This study addresses the surge in AI-driven data center electricity demand and its unintended consequences for grid decarbonization. While renewable energy certificates (RECs) and power purchase agreements (PPAs) are commonly used to claim carbon neutrality, they often fail to ensure real-time matching between consumption and renewable generation, potentially exacerbating grid emissions, wholesale price spikes, and reliability issues. The authors develop a game-theoretic model that, for the first time, identifies and quantifies the negative externalities arising from temporal mismatches between AI-induced load and renewable supply. Leveraging the phased rollout of large language models as a natural experiment, they employ a difference-in-differences approach to validate their theoretical predictions. Results show that AI workloads significantly increase fossil fuel use, raise wholesale prices by up to 25%, and elevate outage frequency by 0.5–1 times annually. Co-locating behind-the-meter renewables with storage eliminates revenue risk and improves power quality, while edge inference and spatial load reallocation effectively mitigate grid impacts—unlike REC-only strategies, which prove ineffective.

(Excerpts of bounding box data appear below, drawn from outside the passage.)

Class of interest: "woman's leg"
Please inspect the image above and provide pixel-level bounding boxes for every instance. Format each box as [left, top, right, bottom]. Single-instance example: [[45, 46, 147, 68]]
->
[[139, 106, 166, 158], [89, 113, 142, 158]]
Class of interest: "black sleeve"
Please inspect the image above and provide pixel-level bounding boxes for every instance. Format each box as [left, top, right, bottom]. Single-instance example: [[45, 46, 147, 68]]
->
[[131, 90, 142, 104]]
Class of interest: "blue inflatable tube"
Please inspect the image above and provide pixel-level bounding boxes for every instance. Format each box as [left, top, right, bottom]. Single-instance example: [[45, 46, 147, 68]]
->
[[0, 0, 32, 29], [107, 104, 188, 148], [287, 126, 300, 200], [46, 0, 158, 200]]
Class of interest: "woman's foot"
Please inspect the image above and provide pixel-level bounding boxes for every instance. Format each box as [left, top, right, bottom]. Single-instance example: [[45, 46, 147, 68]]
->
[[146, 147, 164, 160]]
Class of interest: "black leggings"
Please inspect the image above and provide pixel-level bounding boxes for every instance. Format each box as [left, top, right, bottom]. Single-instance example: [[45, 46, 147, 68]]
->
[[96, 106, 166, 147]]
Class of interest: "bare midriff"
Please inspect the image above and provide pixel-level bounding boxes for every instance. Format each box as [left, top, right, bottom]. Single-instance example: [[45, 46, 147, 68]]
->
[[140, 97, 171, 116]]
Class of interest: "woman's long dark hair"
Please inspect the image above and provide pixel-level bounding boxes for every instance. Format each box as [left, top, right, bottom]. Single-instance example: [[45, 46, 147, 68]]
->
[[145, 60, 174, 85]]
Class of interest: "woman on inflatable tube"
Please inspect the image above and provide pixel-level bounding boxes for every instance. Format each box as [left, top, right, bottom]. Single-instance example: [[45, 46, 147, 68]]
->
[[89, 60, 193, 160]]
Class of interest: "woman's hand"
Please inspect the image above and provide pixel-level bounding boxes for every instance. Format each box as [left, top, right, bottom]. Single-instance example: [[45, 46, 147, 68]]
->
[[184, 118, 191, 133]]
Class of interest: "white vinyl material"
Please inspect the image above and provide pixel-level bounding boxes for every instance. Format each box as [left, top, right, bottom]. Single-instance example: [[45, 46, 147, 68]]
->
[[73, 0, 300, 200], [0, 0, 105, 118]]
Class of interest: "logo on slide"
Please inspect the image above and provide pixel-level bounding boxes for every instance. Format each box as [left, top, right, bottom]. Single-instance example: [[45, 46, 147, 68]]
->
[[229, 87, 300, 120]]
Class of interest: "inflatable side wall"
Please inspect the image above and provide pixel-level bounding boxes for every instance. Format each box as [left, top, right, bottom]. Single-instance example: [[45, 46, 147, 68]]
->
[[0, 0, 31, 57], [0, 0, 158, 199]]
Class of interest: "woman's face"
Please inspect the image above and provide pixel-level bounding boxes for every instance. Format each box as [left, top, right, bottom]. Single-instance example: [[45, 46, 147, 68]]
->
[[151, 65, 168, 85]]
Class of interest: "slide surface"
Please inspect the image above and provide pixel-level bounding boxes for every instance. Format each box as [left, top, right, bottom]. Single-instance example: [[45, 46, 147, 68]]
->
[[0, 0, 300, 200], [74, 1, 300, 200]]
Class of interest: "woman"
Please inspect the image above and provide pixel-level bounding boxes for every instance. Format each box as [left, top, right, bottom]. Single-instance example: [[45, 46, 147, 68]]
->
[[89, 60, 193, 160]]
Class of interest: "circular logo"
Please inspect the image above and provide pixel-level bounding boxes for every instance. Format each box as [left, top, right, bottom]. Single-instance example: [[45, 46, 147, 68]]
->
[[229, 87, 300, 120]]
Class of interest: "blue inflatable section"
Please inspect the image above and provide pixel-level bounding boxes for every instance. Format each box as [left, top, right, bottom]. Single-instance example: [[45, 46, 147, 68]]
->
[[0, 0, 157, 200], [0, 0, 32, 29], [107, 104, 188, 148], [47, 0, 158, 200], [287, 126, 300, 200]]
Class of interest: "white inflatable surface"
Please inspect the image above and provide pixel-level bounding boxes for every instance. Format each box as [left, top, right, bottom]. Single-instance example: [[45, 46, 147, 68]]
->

Data centers now account for 4.4% of United States electricity demand, yet the grid-level effectiveness of the renewable energy certificates (RECs) and power purchase agreements (PPAs) hyperscalers use to claim carbon neutrality remains unclear. We develop a game-theoretic model in which a data center operator chooses among RECs, PPAs, and behind-the-meter colocation while generators make entry decisions under endogenous financing costs. The model identifies a timing wedge -- the mismatch between consumption and credited renewable generation -- as a central mechanism through which AI demand degrades reliability, raises prices, and increases emissions even when RECs cover 100% of annual consumption. Colocation with storage addresses this wedge directly and induces the greatest renewable entry by eliminating generator revenue risk. We test these predictions by exploiting the staggered release of large language models as a natural experiment, using difference-in-differences on a novel dataset linking AI activity to local grid outcomes. AI demand significantly increases fossil generation, wholesale prices (up to 25% in treated PJM zones), and outage frequency (0.5--1 additional outages per year) near data centers, with impacts scaling in model size. Data centers with on-site generation exhibit a sign reversal in power-quality effects, consistent with the model's prediction that behind-the-meter capacity absorbs demand spikes. Counterfactual analyses show that edge inference, spatial reallocation, and colocated storage each substantially mitigate grid impacts, while REC-only strategies do not. Together, our results demonstrate that the externalities of AI to the grid are tightly coupled to procurement design and the spatial organization of data center infrastructure.